Nella realtà italiana c’è una forte vocazione imprenditoriale, c’è una naturale vocazione all’innovazione, c’è una grande capacità di adattamento, c’è quella dimensione territoriale dei distretti che, al di là degli aspetti formali, aiuta la collaborazione competitiva. La stessa dimensione delle medie imprese costituisce un elemento che non ostacola, anzi in molti casi favorisce, la propensione all’export, una propensione che è fondamentale per crescere data la drammatica stagnazione del mercato interno.

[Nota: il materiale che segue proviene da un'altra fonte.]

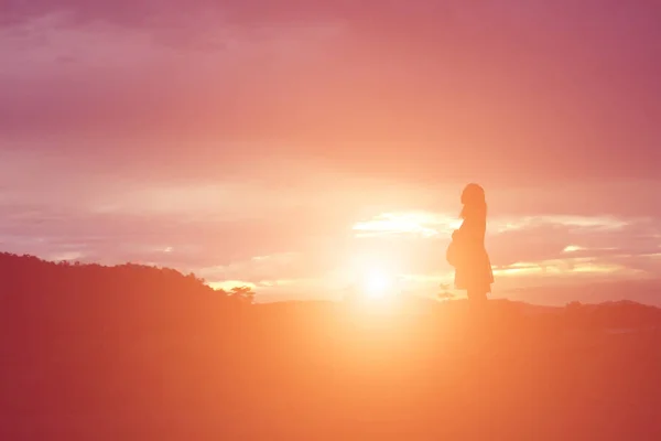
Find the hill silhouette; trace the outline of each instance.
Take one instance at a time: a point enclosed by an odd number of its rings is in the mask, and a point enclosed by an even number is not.
[[[7,254],[0,280],[3,440],[661,439],[653,306],[252,304]]]

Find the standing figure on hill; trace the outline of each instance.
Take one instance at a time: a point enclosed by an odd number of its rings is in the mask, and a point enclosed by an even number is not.
[[[481,302],[487,300],[494,283],[491,261],[485,248],[487,202],[484,189],[468,184],[462,192],[462,204],[464,222],[452,234],[446,257],[455,268],[455,288],[466,290],[472,303]]]

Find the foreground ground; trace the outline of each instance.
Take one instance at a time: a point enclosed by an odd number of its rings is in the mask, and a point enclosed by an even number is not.
[[[492,303],[14,323],[2,439],[661,439],[660,333]]]

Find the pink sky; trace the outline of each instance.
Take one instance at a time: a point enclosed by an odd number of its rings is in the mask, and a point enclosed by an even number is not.
[[[434,293],[476,181],[495,292],[661,273],[658,2],[357,3],[0,2],[1,249]]]

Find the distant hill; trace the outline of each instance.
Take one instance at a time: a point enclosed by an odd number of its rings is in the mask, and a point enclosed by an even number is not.
[[[657,308],[367,306],[0,255],[0,439],[661,439]]]

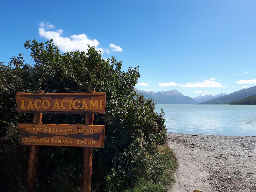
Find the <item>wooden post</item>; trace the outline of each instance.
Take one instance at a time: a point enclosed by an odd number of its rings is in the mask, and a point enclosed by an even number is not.
[[[95,93],[95,90],[88,88],[88,93]],[[85,124],[86,125],[93,124],[93,114],[86,114]],[[92,186],[92,157],[93,147],[84,147],[83,159],[83,177],[81,191],[91,192]]]
[[[44,91],[37,91],[36,93],[44,93]],[[43,113],[34,113],[33,123],[42,123]],[[29,164],[28,165],[28,182],[27,192],[32,192],[36,184],[36,171],[38,162],[39,146],[30,146]]]

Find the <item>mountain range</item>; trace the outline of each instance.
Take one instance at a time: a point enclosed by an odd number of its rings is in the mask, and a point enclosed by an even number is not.
[[[193,98],[185,96],[176,89],[165,92],[146,92],[134,88],[145,99],[152,99],[158,104],[229,104],[246,97],[256,95],[256,86],[243,89],[230,94],[216,95],[200,95]]]
[[[206,101],[211,100],[211,99],[218,97],[219,97],[223,96],[227,94],[226,93],[222,93],[220,94],[216,95],[214,95],[211,94],[199,95],[197,97],[194,98],[193,99],[197,103],[202,103]]]
[[[229,104],[233,101],[256,95],[256,86],[243,89],[228,95],[215,98],[203,102],[200,104]]]

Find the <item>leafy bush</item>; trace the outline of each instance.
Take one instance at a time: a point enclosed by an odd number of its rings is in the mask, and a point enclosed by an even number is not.
[[[161,168],[154,157],[156,145],[166,139],[163,112],[154,112],[152,101],[134,91],[137,66],[122,71],[122,62],[103,59],[100,52],[88,46],[87,53],[62,54],[52,40],[29,40],[24,46],[31,51],[31,64],[21,53],[8,65],[0,63],[0,191],[23,191],[26,182],[29,147],[19,145],[17,125],[32,122],[33,114],[17,112],[19,91],[85,92],[89,88],[106,92],[106,114],[95,115],[95,124],[105,125],[106,136],[104,148],[93,152],[93,190],[122,191],[140,180],[158,179]],[[84,122],[81,114],[43,116],[45,123]],[[79,191],[82,148],[42,146],[40,153],[37,191]]]

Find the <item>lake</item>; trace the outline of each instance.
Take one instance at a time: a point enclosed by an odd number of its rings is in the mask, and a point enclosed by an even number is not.
[[[168,132],[237,136],[256,135],[256,105],[157,105]]]

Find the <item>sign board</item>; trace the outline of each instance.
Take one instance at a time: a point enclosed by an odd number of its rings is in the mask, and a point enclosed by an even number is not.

La dimensione giusta dell’impresa si misura dal suo successo, dalla capacità di presidiare anche i mercati di nicchia, dalle potenzialità che vengono espresse nelle scelte di innovazione. E così si possono conquistare, magari silenziosamente, posizioni da leader mondiale. Non a caso si parla di “campioni nascosti” per aziende che sono leader mondiali o europei nel loro ambito.

Ci sono molti elementi che accomunano questi diversi settori, ma c’è soprattutto proprio quell’innovazione incrementale che significa l’applicazione delle tecnologie dei viaggi spaziali per la progettazione delle giostre, la connessione ad alta velocità per monitorare tutta la catena del valore per la produzione dei pomodori in scatola, l’impiego dei supercalcolatori per i controlli di qualità sui componenti dei macchinari. Le più dinamiche imprese italiane sono in prima fila anche nell’utilizzo delle grandi opportunità della rivoluzione robotica. Non solo la capacità di progettare gli ormai tradizionali robot, capaci di compiere operazioni sostanzialmente ripetitive, ma anche le potenzialità offerte dall’intelligenza artificiale con la possibilità di adattamento automatico al mutare, fino a certi limiti, delle condizioni operative. La crescita di queste imprese è avvenuta spesso “nonostante” i fattori esterni frenanti che non sono solo l’alto livello di pressione fiscale e la sostanziale inefficienza della pubblica amministrazione, ma anche la scarsa formazione di base dei giovani, i ritardi del sistema giudiziario, la mancanza di adeguate infrastrutture sia fisiche (strade, ferrovie, aeroporti), sia virtuali come la banda larga e le reti a fibra ottica.

 

C’è quindi un nuovo compito della politica industriale che deve mirare a focalizzare la domanda pubblica nell’ammodernamento dei servizi, incentivare un rapporto sempre più stretto tra scuola e industria, consolidare le basi di una cultura a favore della manifattura.

E c’è l’esigenza che le imprese assecondino le potenzialità di crescita valorizzando le competenze ingegneristiche integrate con la visione strategica, creando reti di collaborazione per acquisire competitività verso l’estero, investendo nel capitale umano premiando il merito e la professionalità. Le imprese capaci di innovare e di conquistare posizioni di rilievo si distinguono anche per due elementi che si ricompongono continuamente in una visione unitaria: la capacità di leadership dell’imprenditore da una parte e la motivazione e partecipazione dei dipendenti dall’altra.